Tegen dit besluit heeft [appellant] beroep ingesteld.
Het college heeft een verweerschrift ingediend.
Daartoe in de gelegenheid gesteld hebben [partij A] en [partij B] een schriftelijke uiteenzetting gegeven.
De zaak is door een meervoudige kamer van de Afdeling verwezen naar een enkelvoudige.
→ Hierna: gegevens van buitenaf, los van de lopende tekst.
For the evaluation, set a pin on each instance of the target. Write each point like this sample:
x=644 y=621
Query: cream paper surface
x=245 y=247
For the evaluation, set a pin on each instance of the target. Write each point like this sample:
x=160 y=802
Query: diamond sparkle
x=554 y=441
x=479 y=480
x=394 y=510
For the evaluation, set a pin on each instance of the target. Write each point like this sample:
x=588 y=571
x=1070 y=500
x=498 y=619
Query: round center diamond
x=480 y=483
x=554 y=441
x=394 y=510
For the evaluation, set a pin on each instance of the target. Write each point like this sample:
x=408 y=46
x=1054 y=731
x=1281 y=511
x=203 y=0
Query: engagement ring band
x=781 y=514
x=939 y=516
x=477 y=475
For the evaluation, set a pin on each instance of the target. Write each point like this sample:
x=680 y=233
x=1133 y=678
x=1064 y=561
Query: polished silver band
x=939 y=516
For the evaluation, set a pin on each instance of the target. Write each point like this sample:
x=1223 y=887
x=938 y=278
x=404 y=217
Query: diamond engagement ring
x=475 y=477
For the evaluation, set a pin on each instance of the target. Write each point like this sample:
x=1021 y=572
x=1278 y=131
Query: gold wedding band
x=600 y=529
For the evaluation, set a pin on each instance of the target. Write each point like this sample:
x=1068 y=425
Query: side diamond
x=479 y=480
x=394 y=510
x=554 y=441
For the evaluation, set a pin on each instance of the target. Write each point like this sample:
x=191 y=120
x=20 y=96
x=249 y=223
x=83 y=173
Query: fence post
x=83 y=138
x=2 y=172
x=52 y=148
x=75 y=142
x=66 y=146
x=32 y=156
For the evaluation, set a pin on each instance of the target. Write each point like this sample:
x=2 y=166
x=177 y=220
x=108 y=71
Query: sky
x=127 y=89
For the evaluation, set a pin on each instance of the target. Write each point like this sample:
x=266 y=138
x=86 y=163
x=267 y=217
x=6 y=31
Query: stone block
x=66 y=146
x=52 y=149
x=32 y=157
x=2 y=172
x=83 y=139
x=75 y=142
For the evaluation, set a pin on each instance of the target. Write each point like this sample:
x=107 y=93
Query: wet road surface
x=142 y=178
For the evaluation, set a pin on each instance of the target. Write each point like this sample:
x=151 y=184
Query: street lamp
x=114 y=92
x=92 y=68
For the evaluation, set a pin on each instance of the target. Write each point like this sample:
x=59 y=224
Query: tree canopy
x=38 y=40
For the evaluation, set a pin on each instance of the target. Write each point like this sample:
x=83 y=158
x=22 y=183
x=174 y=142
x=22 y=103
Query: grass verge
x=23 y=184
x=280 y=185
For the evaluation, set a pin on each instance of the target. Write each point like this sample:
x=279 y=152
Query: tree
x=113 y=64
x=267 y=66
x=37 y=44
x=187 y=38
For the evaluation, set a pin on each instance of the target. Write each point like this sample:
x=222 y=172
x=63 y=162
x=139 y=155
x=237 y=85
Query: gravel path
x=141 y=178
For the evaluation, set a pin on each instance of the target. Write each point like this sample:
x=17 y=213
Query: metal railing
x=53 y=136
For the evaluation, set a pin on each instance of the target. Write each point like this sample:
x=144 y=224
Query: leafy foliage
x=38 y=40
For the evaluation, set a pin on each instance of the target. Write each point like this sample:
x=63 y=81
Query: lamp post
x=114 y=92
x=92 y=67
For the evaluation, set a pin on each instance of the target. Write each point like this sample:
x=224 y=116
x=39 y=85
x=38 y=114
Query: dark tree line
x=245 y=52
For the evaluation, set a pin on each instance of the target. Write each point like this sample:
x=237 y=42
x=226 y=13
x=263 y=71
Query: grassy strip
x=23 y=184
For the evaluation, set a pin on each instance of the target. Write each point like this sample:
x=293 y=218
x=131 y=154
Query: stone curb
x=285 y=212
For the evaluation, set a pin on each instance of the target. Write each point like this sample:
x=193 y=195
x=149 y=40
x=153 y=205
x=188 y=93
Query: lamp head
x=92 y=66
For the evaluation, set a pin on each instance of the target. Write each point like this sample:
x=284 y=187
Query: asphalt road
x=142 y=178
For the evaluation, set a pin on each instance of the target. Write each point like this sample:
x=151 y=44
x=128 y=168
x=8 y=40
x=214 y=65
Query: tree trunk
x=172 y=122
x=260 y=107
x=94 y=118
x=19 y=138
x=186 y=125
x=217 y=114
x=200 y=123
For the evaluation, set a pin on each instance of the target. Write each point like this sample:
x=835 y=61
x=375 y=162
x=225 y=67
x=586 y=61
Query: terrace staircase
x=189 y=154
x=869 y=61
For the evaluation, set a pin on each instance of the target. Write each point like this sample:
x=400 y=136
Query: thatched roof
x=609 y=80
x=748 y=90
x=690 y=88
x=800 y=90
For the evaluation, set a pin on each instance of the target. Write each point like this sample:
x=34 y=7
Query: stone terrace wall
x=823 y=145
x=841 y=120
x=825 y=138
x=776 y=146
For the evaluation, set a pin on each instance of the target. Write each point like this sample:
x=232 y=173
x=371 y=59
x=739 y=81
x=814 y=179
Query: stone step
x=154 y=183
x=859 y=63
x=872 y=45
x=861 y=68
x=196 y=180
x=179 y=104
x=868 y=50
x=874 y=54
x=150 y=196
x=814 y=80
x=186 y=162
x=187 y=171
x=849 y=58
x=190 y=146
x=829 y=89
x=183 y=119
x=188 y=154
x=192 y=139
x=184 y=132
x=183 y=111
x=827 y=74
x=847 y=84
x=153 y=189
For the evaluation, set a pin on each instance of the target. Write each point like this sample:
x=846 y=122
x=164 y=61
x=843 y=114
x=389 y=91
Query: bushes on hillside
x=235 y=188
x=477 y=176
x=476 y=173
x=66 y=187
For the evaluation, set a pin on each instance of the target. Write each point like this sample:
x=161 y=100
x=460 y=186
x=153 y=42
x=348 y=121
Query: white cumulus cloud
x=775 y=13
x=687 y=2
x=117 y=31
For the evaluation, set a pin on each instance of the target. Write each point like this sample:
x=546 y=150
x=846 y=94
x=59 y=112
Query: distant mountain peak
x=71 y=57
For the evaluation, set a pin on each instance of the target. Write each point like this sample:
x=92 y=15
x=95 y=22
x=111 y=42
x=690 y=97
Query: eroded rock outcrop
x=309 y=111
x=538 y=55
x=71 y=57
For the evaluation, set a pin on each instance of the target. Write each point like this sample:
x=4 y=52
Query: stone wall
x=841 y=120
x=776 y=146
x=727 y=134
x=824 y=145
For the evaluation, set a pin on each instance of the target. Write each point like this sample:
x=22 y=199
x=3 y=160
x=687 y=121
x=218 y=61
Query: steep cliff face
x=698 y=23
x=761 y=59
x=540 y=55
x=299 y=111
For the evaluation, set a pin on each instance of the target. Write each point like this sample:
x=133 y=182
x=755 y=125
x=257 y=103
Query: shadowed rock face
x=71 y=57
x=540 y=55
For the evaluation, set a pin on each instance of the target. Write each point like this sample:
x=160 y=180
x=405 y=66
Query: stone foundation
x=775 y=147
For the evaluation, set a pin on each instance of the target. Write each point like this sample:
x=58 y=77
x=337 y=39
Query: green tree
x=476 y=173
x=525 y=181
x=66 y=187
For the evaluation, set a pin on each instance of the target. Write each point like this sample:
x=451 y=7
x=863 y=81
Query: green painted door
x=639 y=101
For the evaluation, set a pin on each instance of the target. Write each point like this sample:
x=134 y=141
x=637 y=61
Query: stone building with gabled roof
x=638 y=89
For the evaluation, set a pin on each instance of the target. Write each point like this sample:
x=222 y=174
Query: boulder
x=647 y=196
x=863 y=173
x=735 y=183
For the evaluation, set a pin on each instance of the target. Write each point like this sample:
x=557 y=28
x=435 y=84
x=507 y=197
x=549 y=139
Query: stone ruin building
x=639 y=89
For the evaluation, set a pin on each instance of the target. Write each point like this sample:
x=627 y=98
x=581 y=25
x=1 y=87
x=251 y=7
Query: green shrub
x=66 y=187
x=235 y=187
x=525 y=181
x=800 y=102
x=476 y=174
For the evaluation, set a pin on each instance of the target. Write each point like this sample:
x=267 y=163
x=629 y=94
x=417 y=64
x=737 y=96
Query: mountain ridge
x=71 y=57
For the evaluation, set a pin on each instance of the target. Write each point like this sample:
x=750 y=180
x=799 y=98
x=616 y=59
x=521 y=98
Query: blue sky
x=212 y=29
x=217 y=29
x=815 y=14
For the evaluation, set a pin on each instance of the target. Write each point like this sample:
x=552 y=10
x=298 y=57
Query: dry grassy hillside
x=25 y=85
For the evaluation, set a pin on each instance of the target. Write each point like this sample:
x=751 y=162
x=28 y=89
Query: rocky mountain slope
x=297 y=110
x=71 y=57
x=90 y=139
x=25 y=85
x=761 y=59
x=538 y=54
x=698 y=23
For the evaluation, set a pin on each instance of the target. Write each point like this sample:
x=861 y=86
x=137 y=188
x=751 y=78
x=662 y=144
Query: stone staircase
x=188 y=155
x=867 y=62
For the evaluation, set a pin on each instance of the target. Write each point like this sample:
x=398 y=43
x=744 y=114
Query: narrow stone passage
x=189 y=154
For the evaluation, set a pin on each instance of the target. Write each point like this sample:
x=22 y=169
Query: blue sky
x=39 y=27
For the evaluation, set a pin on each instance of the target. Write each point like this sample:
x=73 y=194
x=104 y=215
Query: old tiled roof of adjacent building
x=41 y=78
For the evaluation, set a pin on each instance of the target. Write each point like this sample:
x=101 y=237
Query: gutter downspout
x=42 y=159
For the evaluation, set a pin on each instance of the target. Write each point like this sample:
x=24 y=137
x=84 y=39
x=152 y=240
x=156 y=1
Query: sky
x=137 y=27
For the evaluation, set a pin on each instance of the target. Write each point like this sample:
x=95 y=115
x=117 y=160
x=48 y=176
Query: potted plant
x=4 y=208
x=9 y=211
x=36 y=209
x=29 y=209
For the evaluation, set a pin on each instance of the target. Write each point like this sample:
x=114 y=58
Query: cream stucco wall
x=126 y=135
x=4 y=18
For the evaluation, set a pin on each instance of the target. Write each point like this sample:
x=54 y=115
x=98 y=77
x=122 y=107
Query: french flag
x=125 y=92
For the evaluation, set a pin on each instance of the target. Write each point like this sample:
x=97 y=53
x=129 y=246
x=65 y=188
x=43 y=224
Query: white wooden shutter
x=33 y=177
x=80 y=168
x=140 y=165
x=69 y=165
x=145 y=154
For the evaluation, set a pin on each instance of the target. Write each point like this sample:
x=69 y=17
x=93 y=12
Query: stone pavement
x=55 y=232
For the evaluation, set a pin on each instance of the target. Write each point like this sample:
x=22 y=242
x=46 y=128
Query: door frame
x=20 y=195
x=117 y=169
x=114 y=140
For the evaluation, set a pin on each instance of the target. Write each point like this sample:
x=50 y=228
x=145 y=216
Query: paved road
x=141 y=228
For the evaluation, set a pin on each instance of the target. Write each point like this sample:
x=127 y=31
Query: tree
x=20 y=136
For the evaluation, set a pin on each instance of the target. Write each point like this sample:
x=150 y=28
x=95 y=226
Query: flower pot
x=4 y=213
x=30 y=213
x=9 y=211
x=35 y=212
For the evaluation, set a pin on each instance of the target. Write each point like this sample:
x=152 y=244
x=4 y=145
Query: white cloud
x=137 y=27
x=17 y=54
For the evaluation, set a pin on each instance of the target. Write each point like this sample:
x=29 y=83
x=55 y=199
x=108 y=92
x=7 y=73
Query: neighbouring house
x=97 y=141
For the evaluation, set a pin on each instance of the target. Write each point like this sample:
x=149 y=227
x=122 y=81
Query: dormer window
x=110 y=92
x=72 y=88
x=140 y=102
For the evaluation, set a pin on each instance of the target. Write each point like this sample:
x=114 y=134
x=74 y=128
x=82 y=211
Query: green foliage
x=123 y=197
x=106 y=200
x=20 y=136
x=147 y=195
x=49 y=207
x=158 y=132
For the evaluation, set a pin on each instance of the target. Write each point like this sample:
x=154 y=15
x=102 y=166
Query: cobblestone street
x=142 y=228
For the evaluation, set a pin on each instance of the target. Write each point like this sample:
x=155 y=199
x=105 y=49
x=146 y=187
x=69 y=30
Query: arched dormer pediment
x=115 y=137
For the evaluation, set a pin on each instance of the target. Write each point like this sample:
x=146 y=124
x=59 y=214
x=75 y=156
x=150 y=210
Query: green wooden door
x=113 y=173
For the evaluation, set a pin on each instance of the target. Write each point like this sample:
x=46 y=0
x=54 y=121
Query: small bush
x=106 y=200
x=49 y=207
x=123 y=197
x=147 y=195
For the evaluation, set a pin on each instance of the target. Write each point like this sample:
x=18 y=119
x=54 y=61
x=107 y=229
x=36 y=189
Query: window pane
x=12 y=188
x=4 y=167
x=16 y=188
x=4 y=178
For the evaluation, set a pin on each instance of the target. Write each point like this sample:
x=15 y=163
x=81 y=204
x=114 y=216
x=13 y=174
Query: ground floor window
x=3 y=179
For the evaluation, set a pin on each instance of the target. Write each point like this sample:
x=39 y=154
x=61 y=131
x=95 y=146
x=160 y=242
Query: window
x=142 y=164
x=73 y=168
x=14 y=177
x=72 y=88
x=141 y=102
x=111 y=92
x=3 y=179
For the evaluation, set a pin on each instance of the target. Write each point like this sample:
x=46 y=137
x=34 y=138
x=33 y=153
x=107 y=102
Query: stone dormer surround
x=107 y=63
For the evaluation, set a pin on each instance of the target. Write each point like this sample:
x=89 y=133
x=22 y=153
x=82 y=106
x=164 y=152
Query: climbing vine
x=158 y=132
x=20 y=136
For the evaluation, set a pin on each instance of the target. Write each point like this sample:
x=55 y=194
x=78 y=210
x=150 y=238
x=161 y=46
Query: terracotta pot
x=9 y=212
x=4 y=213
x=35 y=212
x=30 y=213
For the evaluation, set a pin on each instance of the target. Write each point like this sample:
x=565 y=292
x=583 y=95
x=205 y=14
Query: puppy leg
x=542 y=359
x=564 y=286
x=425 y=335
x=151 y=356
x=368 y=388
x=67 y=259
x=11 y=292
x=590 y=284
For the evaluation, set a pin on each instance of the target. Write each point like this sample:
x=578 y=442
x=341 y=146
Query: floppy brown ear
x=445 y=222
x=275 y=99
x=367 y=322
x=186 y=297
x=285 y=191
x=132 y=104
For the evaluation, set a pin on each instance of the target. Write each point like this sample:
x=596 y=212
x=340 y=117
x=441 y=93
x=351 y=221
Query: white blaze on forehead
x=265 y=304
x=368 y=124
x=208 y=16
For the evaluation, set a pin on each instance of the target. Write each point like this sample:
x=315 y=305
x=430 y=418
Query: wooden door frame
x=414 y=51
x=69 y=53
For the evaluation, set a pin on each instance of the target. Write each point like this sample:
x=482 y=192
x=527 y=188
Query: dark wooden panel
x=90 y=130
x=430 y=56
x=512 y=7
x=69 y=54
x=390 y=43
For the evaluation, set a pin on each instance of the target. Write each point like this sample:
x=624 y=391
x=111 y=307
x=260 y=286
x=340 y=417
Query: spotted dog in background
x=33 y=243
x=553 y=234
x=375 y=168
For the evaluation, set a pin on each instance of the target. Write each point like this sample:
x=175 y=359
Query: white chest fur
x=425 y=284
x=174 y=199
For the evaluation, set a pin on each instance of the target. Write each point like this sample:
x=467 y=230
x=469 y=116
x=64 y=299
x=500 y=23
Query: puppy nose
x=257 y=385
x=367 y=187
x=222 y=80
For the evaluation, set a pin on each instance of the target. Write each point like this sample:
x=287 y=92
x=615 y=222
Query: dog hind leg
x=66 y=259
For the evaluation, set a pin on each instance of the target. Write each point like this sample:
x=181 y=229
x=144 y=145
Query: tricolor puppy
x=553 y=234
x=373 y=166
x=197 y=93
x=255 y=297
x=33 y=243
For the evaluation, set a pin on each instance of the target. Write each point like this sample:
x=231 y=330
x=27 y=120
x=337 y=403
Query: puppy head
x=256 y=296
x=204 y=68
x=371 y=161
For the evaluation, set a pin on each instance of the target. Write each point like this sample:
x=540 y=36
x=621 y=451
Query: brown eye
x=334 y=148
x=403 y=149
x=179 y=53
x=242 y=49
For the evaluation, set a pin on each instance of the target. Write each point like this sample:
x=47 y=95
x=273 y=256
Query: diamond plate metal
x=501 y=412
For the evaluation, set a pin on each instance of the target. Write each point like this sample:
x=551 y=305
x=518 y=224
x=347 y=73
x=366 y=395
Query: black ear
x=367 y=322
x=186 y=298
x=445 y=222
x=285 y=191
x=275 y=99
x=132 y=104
De Afdeling heeft de zaak ter zitting behandeld op 18 mei 2016, waar [appellant], bijgestaan door [gemachtigde], en het college, vertegenwoordigd door E.J. Dekkers, werkzaam bij de gemeente, zijn verschenen.
Overwegingen
Het wijzigingsplan
1. Het wijzigingsplan wijzigt het bestemmingsplan "Buitengebied Lingewaard", dat door de raad van de gemeente Lingewaard is vastgesteld op 31 oktober 2013 (hierna: het bestemmingsplan). Het wijzigingsplan voorziet in het wijzigen van de aan het perceel [locatie] te Huissen (hierna: het betrokken perceel) toegekende bestemming "Agrarisch met waarden - Oeverwallen" en de aanduidingen "bouwvlak" en "glastuinbouw" in de bestemming "Wonen" ten behoeve van een nieuw te realiseren woning en het omzetten van de bestaande bedrijfswoning naar een burgerwoning. Het wijzigingsplan vindt zijn grondslag in artikel 6, lid 6.7.5, van de regels van het bestemmingsplan. Met het wijzigingsplan is beoogd het op het betrokken perceel bestaande glastuinbouwbedrijf te beëindigen en de bestaande glasopstanden met een omvang van 6.439 m2 en overige bedrijfsruimten met een omvang van 286 m2 te verwijderen. In plaats daarvan is binnen het bouwvlak een nieuw te realiseren woning toegestaan met een inhoud van maximaal 850 m3 en bijgebouwen met een maximale oppervlakte van 75 m2.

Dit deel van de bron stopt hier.